Digital sequence information: The G-77/CHINA and the HOLY SEE, opposed by the REPUBLIC OF KOREA, recommended that the ILBI apply to MGRs in silico.
Derivatives: The AFRICAN GROUP, supported by ARGENTINA, BRAZIL, the PHILIPPINES, COLOMBIA, and the HOLY SEE, and opposed by the EU, CHINA, and the REPUBLIC OF KOREA, supported the ILBI application to derivatives, noting that the Nagoya Protocol applies to derivatives and that there is no scientific basis for their exclusion.
Temporal scope: The EU, supported by P-SIDS, proposed applying the ILBI to in-situ MGR collection only after entry into force.

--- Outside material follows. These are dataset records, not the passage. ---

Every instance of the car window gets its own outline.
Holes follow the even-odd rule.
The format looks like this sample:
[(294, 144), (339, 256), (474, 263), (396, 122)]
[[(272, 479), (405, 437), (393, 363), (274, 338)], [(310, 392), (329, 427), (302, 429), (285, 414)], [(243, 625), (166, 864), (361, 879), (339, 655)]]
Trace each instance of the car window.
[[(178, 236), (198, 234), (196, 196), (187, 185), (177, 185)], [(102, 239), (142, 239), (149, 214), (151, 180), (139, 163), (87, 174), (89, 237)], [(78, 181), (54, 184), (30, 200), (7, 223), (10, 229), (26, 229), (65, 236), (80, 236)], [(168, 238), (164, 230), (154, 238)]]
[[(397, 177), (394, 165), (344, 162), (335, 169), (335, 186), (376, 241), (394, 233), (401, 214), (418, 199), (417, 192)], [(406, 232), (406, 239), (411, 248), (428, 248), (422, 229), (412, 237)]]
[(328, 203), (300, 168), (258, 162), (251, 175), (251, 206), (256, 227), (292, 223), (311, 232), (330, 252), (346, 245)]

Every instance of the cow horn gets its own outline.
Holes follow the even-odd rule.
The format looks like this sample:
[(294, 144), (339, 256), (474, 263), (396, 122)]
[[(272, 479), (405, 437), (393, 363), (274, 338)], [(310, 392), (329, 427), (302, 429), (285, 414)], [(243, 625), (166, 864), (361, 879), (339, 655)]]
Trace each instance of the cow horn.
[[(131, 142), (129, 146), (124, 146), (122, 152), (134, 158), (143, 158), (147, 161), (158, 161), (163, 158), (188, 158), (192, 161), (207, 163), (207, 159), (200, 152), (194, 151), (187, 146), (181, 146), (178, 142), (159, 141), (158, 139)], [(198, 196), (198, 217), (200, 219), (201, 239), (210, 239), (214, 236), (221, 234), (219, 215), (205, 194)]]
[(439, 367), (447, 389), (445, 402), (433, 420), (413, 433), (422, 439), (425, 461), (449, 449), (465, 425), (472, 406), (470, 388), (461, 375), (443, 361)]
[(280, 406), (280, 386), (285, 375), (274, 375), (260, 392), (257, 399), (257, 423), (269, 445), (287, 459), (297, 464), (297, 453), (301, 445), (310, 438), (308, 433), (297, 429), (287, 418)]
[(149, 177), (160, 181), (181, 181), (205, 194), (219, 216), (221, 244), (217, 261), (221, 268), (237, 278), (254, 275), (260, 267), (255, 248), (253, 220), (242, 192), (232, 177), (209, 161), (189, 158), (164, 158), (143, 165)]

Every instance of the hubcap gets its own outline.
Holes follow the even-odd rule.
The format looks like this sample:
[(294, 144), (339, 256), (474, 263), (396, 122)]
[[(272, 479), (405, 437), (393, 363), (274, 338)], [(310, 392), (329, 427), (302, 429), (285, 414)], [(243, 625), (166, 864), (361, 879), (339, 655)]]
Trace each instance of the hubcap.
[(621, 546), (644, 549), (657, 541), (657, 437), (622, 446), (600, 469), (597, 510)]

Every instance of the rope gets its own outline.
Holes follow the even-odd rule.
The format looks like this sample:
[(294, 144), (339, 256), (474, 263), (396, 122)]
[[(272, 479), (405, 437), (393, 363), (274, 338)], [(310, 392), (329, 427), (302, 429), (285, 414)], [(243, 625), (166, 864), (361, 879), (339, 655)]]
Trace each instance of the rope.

Geographical scope: BRAZIL suggested triggering consultation in cases of straddling MGRs. The HOLY SEE suggested focusing on the regulation of MGRs rather than their geographical scope, proposing distinguishing MGRs on the basis of their actual or potential economic value, consistent with UNCLOS and the Convention on Biological Diversity. She suggested that the origin of every patent should be presumed to be in ABNJ unless otherwise stated in patent applications.
In the Corridors
At the halfway point of the meeting, a seasoned participant mused that the most insightful comments on EIAs came from the Facilitator, who coaxed delegates to focus on possible substantive standards for decision-making and the degree of internationalization of EIA processes. “I think we also need more progress on the relationship between EIAs under the ILBI and existing frameworks,” offered another delegate. “At least we have a clearer sense of different options for IGC-2,” added a cautiously optimistic veteran, adding that “after all, EIAs were already more advanced at the PrepCom stage than other elements of the package.” Meanwhile, Bureau discussions continued on how to address “unfinished business” on ABMTs before IGC-1 ends.